David West, a Wakanui farmer and former chairman of the Ashburton Aquatic Park Charitable Trust, lived in one of the first four houses built on the lake.

David said it all started when Ken Kingsbury, a helicopter pilot and keen windsurfer wanted a lake, “when he was flying around he thought gosh, it would be great to have a lake close by, so he called a public meeting, and about 70 people went to that.”

They soon formed a committee of 15 people, then an executive was created, “so we had an executive of six people and that started to drive it, then that turned into a charitable trust when we needed to raise money,” David said.

The land where the lake is located was originally farmland owned by Malcolm Stewart.

The location was found by Doug Hood and other committee members driving and flying around the area, “they identified a bend in the river and thought this bit of river on poor farmland would possibly work. But it was more because the land became available,” David said.

In the beginning the lake was a controversial project dividing opinions in Ashburton.

“Half the people truly didn’t want it to be here, and the other half were keen,” David said. “Some people thought we couldn’t create a lake on riverbed type land, they thought it wouldn’t hold water, other people were worried about rate money going into it. But it was all fundraised apart from a small amount of money from the council.”

“It has been fantastic since then having people come and say were opposed to it, but we were wrong’. A lot of people recognise the benefit to Ashburton and the whole of Canterbury. A lot of Christchurch come down and use it,” he said.

David has fond memories of having one of the first houses built on the lake.

“It was great in the early days because we knew everybody, it was fun to show people through our house so they could get an idea what it would be like.”
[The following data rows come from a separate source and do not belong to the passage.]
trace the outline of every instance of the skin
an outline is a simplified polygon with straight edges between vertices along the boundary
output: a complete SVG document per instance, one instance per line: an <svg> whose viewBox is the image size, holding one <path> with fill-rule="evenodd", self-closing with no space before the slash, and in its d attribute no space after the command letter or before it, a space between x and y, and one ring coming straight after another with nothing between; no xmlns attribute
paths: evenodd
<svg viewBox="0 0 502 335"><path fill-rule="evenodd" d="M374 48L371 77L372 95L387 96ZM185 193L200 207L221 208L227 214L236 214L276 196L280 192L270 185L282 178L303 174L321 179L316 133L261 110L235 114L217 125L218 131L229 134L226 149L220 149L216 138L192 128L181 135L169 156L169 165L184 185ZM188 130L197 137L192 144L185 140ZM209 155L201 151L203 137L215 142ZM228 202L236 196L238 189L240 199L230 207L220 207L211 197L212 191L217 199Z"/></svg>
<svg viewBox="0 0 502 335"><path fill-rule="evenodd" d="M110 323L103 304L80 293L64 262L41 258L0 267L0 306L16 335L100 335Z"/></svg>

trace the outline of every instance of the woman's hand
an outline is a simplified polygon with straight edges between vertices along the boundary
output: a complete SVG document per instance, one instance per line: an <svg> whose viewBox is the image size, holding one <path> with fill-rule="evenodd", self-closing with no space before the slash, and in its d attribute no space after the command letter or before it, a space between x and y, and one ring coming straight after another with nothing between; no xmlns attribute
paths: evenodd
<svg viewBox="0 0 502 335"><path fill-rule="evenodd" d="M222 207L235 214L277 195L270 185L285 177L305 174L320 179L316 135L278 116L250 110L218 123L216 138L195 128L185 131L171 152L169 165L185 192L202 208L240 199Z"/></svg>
Over the years the community has grown and matured with around 260 houses currently occupied, with new titles always coming up, the original concept was to have around 500 houses.
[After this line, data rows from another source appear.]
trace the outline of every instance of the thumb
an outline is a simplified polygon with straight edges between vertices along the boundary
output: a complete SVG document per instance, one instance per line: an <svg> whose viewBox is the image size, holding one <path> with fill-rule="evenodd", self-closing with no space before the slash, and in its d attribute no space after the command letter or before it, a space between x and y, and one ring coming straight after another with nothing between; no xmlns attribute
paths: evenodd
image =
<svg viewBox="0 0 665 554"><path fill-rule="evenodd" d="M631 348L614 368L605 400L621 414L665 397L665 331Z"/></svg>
“It’s an incredible community now, because of active friendly people, here you know who your neighbours are, they are all active interesting people out there, biking or kayaking or boating a whole lot of interesting things.

“If you go for a walk, it takes twice as long because you stop and have a yarn with someone.”
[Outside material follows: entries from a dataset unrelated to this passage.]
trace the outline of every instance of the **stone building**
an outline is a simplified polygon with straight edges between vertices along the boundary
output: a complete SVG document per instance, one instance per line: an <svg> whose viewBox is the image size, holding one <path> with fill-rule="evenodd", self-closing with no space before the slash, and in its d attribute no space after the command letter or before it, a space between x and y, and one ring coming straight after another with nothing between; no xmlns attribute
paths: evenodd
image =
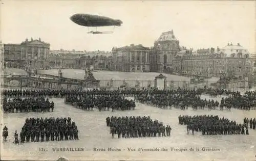
<svg viewBox="0 0 256 161"><path fill-rule="evenodd" d="M112 70L126 72L150 71L150 48L139 44L112 48Z"/></svg>
<svg viewBox="0 0 256 161"><path fill-rule="evenodd" d="M150 52L151 71L172 73L174 58L180 50L173 31L162 33Z"/></svg>
<svg viewBox="0 0 256 161"><path fill-rule="evenodd" d="M6 44L4 45L4 65L7 67L24 68L26 60L22 59L20 44Z"/></svg>
<svg viewBox="0 0 256 161"><path fill-rule="evenodd" d="M222 49L211 48L210 53L193 55L189 52L174 60L174 71L187 75L219 77L221 73L236 76L251 75L253 61L248 51L239 44L228 44Z"/></svg>
<svg viewBox="0 0 256 161"><path fill-rule="evenodd" d="M29 64L33 69L49 67L50 44L38 40L26 39L20 44L4 44L5 61L14 62L16 67L24 68Z"/></svg>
The lake is a drawcard for tourists, but the main visitors are locals enjoying a day out visiting the lake or having a meal at The Lake House restaurant.

“Originally the consultant we used said the biggest use for the lake would be passive, and that’s exactly what it is. People come to look at the water, walk around it and picnic beside it. There is something like 100,000 cars that come in here every year. It’s local people coming out for a visit.”

The other area of growth and opportunity is commercial development on the lake, with the popular Lake House paving the way as a well known destination for culinary delights, there are commercially titled areas around The Lake House available for entrepreneurs to set up shop.

“I think there are opportunity for motels, a little deli, or dairy, or coffee shop,” David said. “It’s a tremendous lifestyle opportunity for someone. We never promoted it, because the lake was fundraised by Ashburton people so we didn’t want to take business from the town.”

High density living is another area that could take off at the lake, with opportunities to have apartments built.

“There have been so many people involved in what was a truly community thing, right back to the days of the original committee, a lot of those people are still enthusiastic and still involved,” David said.